日本に古くから伝わる製法で造る現代の灰持酒

 黒酒は、鹿児島に昔から伝わる「灰持酒(あくもちざけ)」をベースに、東酒造の長年にわたる研究の蓄積により、更に高度な発酵技術により造られた生酒です。

黒酒のルーツ「灰持酒」

 灰持酒はもろみを搾る前に、保存性を高めるためにもろみに灰汁を入れるという、昔ながらの手法で造るお酒であり、一度も火入れをしません。(現在では、火入れされたものが流通しているようですが)
現代のお酒は加熱殺菌(火入れ)により保存性を高め「火持酒」(ひもちざけ)と云われています。火入れは江戸時代に確立された手法です。(火入れすると、全ての酵素は活力を失います。)

灰持酒は、西日本を中心に各地で醸造されていました。戦時統制により原料(米)の供給を絶たれたため一時途絶えていましたが、戦後一部製法に改良が加えられて復活しました。
灰持酒は、普通のお酒と比較して遊離アミノ酸を多く含み、有機酸・ミネラルを含み、料理を豊かにしてくれます。灰持酒は火入れせず酵素が活きていて、薩摩の地ではその発酵力を活用した「酒すし」や「さつま揚げ」などの郷土料理をはじめ、あらゆる家庭料理に使われてきました。

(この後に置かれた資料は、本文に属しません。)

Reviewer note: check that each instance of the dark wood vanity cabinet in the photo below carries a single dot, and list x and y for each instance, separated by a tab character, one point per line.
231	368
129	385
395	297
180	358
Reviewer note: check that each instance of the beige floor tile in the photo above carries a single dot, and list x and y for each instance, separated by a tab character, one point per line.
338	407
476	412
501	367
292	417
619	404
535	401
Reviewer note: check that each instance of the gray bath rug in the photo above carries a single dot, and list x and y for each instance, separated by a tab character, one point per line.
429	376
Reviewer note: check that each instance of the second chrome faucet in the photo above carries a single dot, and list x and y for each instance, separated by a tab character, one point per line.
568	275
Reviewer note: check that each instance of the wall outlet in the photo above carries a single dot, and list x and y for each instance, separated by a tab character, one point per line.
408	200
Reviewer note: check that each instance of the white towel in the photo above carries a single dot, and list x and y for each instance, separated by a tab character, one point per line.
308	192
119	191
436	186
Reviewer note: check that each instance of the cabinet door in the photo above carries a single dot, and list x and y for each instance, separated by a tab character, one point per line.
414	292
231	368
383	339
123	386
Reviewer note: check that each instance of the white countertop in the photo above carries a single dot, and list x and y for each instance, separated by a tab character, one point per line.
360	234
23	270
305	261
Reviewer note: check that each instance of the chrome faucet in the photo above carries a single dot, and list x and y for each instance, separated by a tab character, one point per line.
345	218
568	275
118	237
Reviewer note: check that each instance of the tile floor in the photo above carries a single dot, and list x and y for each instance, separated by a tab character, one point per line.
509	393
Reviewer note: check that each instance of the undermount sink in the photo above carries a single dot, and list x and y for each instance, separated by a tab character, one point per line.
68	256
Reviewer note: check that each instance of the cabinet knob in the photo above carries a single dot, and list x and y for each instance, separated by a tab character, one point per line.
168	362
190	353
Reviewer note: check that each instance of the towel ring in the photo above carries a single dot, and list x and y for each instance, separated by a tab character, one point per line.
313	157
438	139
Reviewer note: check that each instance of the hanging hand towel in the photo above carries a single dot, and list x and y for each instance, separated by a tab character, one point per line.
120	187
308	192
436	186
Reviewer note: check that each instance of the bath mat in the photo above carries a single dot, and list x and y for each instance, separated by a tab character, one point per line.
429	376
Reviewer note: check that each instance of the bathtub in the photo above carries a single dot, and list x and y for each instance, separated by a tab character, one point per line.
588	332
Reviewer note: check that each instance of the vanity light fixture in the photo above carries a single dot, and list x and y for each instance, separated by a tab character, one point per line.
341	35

現在の灰持酒は醸造されている地方ごとに名称が異なり、日本三大灰持酒として、鹿児島の地酒(じしゅ)、熊本の赤酒(あかざけ)、島根の地伝酒(じでんしゅ)とそれぞれ呼ばれています。

酸素が生きている黒酒

 日本には多くの発酵食品があります。代表的な味噌・醤油・お酒・焼酎等は全て日本独特の環境(温度・湿度)に適して育った日本麹菌が主役です。
これらの発酵食品は、麹菌の酵素が活きていて、米食である日本人の体質に適した安全で安心して食べられる、無添加の栄養に富む食品の代表でした。只、現代ではこれらを完全に発酵させず、保存料や化学調味料を添加したものも多く市販されています。
黒酒は火入れせず酵素が活性を失っていませんので、食材の持ち味を活かす補助をしてくれます。(火入れされた味醂やお酒とは使い方がおのずと違います。)
料理の視点が、味を付けるのではなく、食材の持ち味を引き出すところにあります。
酵素が活きていることは、食材に作用し、食材の味を膨らまし豊かにしてくれます。

※詳しくはこちらをご覧ください。

黒酒料理の手引き

これからの黒酒

 東酒造では、「酒すし」や「さつま揚げ」・「お屠蘇」に使われる「高砂の峰」、プロの調理用に使われる「黒酒」をいずれも火入れせず「生酒」で提供しています。
これからも研究を重ね、常に進化した製品を提供していく所存です。
まだ歴史の浅い「黒酒」ですが、多くの調理人や食品加工者によって、更に「食材の本来の美味しさを引き出す方法」や「新しい調理法」が解明されていくものと確信しております。
皆様と共に進化していきたいと考えますので、皆様のご意見をお待ちしております。